Is the stuff black? If so I just used some to repair a hole in a shed roof. The stuff is crazy-sticky. It would probably be good for the foam blocks. Just wear gloves and a shirt you don’t care about. Once that stuff gets on you you can’t get it off!!
Yes....it is black...it's a type of polyurethane expanding foam.they attach items underwater sometimes inside a aquarium with this stuff......the yellow foam absorbs water so can't be used
 
We've been discussing alternatives to 2-part foam here since 2010. :confused:

Since we do have successful applications using 2-part foam, yours would be an experiment. Before proceeding, ensure that the block is firmly jammed against hull and deck. (I wish a good outcome, and good luck). :)
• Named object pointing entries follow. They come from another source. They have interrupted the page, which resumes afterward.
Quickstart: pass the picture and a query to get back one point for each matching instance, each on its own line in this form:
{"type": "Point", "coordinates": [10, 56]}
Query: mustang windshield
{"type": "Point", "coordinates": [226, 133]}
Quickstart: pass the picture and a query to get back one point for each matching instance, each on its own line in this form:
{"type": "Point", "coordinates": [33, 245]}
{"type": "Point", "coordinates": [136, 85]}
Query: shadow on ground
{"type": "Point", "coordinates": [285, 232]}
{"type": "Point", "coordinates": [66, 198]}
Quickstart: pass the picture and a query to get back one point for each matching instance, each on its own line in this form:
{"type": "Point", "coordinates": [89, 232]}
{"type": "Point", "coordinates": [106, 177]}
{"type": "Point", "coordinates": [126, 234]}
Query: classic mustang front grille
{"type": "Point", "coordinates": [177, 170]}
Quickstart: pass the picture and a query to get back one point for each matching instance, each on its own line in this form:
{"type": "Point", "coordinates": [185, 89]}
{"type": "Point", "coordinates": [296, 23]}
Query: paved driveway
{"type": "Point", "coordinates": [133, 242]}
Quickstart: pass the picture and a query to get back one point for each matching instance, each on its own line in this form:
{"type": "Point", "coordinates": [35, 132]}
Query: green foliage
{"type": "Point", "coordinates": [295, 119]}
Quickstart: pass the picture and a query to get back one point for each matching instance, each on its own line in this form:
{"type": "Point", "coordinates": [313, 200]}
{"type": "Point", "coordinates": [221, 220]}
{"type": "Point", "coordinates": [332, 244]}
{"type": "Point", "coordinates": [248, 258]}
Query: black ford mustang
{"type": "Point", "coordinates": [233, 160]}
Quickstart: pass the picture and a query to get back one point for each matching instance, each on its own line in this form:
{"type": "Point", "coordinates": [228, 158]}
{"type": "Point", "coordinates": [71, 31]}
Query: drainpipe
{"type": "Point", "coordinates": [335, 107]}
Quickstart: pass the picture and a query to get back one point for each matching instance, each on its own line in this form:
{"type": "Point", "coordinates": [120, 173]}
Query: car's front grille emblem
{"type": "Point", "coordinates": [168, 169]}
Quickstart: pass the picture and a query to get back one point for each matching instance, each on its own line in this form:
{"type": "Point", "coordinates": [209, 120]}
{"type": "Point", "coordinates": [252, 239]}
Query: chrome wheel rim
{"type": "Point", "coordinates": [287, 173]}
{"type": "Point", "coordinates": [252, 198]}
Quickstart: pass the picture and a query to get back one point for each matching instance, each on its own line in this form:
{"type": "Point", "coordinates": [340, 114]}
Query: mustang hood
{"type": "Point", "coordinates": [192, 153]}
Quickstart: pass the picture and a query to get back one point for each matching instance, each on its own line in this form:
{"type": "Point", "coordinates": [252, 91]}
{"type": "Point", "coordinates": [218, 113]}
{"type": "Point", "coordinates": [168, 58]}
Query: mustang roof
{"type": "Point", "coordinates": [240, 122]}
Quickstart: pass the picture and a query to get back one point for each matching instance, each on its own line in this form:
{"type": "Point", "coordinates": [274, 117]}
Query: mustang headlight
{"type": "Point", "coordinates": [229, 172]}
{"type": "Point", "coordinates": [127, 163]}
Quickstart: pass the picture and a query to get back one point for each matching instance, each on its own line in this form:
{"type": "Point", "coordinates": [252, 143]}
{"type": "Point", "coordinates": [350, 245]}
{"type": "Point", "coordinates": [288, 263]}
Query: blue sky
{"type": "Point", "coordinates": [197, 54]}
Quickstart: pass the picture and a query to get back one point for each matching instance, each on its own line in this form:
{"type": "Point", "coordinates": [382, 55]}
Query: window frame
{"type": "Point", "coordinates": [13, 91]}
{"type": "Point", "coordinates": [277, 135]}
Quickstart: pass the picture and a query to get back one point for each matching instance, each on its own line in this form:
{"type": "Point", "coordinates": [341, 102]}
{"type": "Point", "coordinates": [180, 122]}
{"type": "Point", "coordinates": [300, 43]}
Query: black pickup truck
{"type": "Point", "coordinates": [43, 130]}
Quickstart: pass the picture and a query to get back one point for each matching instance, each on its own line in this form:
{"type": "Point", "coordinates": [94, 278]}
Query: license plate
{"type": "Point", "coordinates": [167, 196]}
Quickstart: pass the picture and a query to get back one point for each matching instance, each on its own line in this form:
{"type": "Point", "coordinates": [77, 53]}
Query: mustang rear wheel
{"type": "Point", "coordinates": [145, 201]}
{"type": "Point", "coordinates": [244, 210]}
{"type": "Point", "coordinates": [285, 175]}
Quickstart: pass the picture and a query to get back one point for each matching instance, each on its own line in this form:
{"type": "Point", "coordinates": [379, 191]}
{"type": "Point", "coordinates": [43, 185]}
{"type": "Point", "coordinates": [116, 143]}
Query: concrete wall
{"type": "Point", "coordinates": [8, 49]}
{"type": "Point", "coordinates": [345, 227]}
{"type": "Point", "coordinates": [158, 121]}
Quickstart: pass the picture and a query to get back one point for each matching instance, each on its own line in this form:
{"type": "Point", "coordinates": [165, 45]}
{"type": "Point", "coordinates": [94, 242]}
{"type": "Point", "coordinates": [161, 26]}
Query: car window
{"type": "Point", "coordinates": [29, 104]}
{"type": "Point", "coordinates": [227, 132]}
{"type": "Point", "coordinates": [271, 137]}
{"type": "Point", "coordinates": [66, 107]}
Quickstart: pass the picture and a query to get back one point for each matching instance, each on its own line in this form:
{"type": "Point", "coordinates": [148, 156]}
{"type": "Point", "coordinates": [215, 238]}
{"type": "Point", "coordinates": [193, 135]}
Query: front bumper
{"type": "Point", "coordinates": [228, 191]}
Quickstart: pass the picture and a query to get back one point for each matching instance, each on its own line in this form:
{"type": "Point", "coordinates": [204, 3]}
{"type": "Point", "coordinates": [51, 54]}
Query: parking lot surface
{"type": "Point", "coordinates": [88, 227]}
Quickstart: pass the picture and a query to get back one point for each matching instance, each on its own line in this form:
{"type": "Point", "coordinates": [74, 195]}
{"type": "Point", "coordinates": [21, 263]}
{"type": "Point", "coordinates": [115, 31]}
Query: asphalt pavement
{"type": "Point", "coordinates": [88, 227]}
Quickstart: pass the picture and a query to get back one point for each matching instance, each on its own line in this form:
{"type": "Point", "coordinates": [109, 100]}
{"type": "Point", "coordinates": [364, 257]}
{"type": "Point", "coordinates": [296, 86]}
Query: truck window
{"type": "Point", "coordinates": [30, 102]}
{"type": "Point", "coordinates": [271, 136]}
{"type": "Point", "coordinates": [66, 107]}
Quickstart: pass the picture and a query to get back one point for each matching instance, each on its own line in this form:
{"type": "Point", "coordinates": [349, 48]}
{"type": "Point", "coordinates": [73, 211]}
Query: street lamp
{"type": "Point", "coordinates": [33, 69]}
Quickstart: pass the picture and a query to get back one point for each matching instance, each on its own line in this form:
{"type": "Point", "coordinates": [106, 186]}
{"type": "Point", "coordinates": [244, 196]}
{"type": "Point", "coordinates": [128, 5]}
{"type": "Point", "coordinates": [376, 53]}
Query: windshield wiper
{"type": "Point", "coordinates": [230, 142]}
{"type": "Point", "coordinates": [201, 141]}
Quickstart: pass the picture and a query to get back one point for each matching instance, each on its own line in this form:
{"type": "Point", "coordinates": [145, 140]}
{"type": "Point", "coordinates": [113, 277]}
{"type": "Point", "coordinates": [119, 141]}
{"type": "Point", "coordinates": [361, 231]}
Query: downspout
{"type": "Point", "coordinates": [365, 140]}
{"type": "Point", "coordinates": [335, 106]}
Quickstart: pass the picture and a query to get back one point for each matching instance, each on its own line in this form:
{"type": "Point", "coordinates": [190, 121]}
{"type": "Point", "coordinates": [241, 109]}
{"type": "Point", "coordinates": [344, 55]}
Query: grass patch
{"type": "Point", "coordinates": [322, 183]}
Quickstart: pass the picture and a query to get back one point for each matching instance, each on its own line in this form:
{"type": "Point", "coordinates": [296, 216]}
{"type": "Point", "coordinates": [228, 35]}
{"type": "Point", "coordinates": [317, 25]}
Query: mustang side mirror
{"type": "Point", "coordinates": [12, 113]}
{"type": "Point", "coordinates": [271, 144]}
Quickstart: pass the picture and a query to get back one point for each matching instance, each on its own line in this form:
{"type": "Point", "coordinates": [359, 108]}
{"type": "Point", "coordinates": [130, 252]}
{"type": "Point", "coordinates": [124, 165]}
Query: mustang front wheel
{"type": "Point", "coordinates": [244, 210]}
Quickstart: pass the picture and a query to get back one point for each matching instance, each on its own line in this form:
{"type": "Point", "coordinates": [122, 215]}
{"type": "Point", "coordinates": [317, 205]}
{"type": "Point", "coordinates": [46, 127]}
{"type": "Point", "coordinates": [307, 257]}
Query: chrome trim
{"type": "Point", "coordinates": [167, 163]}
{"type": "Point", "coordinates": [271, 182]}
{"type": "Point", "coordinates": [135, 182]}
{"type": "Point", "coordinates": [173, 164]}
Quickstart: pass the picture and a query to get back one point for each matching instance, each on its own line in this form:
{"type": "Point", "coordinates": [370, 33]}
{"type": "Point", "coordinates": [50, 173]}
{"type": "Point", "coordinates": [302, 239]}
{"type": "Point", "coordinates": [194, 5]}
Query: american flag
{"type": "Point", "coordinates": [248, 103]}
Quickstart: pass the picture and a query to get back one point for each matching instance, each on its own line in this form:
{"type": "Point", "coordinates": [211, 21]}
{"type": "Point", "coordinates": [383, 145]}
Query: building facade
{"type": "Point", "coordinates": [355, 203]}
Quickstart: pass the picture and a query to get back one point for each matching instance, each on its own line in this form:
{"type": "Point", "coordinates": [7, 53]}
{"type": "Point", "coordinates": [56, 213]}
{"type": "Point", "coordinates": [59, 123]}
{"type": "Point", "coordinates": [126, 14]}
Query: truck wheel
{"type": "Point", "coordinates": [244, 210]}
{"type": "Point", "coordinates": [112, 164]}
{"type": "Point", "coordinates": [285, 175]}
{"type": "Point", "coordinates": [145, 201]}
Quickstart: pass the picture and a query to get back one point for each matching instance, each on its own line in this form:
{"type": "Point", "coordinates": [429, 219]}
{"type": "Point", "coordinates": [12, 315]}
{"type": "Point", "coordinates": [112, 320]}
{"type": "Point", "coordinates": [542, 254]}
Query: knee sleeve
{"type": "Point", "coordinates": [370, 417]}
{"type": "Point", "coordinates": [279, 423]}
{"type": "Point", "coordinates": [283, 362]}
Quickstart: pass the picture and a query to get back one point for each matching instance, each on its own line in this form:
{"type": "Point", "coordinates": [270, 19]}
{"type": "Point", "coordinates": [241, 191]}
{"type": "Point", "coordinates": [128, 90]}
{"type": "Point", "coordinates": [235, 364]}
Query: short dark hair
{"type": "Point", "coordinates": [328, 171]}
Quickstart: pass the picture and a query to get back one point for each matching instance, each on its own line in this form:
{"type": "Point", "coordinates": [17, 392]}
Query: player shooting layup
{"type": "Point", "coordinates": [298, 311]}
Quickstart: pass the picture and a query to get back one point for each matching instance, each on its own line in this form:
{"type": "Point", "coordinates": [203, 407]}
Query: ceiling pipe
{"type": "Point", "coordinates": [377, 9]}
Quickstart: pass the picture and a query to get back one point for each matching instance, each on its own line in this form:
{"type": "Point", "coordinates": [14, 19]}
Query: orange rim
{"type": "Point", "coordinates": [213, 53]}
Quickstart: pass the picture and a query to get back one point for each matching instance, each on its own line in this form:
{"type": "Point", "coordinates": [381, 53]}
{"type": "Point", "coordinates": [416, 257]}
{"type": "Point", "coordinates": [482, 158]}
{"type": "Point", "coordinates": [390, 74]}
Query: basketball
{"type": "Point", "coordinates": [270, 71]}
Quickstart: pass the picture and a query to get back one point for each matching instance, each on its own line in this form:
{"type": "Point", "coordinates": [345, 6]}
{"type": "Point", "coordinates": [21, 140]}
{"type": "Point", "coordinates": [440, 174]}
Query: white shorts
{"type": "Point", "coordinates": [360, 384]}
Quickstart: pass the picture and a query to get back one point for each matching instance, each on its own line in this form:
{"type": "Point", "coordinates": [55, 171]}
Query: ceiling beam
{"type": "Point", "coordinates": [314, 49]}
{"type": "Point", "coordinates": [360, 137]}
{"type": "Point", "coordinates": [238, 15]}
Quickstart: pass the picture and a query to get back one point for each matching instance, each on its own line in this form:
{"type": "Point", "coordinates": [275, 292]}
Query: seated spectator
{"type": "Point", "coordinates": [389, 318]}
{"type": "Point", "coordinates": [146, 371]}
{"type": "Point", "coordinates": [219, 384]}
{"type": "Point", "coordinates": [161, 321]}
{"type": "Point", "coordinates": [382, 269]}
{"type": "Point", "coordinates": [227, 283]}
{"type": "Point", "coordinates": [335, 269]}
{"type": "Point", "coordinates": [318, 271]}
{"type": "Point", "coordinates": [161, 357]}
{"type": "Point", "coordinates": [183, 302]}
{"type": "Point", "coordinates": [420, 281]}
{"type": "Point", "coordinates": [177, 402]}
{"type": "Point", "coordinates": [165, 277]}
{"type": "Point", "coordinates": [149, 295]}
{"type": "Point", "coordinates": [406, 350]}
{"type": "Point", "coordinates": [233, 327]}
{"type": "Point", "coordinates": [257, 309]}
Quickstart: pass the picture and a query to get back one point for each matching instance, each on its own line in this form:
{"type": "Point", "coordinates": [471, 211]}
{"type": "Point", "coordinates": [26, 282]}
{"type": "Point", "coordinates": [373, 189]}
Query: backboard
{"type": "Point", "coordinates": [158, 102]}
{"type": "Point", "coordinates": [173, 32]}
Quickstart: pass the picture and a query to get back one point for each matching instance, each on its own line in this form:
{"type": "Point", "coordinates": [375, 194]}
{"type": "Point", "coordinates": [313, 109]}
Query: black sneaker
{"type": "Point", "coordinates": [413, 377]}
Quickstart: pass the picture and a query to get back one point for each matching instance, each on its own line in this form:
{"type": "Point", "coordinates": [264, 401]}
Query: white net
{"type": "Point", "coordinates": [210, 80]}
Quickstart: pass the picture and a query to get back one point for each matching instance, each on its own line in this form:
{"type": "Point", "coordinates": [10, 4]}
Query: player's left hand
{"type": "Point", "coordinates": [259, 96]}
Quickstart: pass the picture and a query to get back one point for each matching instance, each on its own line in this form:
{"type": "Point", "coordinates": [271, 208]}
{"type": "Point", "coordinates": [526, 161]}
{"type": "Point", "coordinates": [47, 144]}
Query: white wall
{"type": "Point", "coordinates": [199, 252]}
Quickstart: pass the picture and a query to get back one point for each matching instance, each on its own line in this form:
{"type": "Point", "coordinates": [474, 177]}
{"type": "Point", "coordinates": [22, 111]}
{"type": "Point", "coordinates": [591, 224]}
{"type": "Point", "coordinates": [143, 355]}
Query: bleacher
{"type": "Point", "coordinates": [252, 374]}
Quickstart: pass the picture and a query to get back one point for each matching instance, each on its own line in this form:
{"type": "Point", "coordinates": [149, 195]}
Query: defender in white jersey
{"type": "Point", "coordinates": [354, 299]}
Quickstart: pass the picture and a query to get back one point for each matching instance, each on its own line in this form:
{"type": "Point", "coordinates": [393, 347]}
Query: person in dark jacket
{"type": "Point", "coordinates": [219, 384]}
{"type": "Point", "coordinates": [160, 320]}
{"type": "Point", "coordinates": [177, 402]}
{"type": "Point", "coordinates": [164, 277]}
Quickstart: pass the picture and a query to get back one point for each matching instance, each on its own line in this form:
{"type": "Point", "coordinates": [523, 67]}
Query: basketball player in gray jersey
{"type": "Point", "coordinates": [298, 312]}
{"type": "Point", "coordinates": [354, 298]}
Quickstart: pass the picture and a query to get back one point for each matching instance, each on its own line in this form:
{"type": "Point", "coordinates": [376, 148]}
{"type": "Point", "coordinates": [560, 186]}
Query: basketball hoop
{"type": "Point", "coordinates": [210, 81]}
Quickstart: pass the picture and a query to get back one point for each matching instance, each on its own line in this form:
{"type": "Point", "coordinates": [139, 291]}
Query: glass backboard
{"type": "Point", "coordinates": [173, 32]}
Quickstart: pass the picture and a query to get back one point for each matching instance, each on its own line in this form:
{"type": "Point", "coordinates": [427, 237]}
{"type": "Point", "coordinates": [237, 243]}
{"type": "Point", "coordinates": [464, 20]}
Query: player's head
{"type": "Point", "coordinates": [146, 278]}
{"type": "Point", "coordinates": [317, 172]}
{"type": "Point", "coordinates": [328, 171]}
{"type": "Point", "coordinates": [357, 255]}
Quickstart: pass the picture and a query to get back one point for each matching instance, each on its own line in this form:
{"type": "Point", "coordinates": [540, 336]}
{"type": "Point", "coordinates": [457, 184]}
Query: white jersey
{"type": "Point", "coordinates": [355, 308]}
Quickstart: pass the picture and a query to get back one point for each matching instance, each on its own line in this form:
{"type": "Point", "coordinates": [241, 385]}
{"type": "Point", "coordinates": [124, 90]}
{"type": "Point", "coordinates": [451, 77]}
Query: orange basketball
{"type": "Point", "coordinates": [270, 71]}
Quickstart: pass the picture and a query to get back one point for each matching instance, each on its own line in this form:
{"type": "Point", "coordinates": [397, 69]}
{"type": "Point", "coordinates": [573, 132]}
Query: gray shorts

As our member, the late Wayne, stated eight years ago, "pond foam" doesn't need to be a lightweight foam, nor does it matter if it gets soaked-through when used in a pond:
Fixing foam block | Page 2 | SailingForums.com
Please help me with this....do I put the foam along the sides where the blocks meet the hull of do I try to get it along the base of the foam block,the underneath side???thanks
 
Looking at an old thread it seems they were trying to match the 2 lbs density foam
used by the manufacture. One person used a hacksaw to put a gap between the top and
bottom of the foam then sprayed in medium density foam, not "Great Stuff." There is discussion
over whether the expanding foam can distort the curve of the hull but no evidence by members
that it has happened. I have seen people pop the bow deck, do repairs and then put expanding
foam on the top of the block and and clamp the deck back down. My take-away is that
the factory put the foam on the top and bottom of the blocks then clamped everything
together. The closer you can get to the 2 lbs density foam they used the better. Since there
are no bulkheads the foam blocks are the only think keeping the hull from becoming
a flexible flyer.
 
You put it where the blocks meet the hull—nobody said it would be easy. ;) The factory put less foam on the top, but some hulls show a huge amount oozing-out from along the base of the blocks. (The very worst place for absorbing water—and adding weight !)

I've still got a loose block to starboard :(, but expect to shop for a really long carriage bolt, and run it right through the middle of that block! :mad:

I would use the Gorilla brand polyurethane glue that looks like pancake syrup. It sticks well to plastics and fiberglass, foams slightly when curing to fill gaps and is slightly flexible after curing. the foamed parts have a thin water proof skin when dry, as long as you don't cut into it.
I've got some $5 Gorilla glue, but it's clear, so it looks like Karo syrup. :oops: It's in a relatively small container, and doesn't expand all that much. To use it along the top and bottom of a four-foot-long block could be prohibitively expensive! :confused:
 
The brown Gorilla glue expands and cures with moisture. The normal moisture in a sunfish hull is more than enough to make it foam before curing,
The nice thing about it is that you wipe it on thin and it can be positioned for a few minutes before it foams and cures. some of the clear gorilla glues are just a CA base, so old fashioned super glue. Too brittle to flex with the hull and in some cases it will eat holes through EPS foam.
 
How are you accessing the block?

There needs to be foam along the top and bottom of the block, it will ooze under a little if the boat is on its side or you apply from the outer edge of the block.

And you will probably be okay tacking the block in place with a foam like that as long as you never let water sit inside the hull.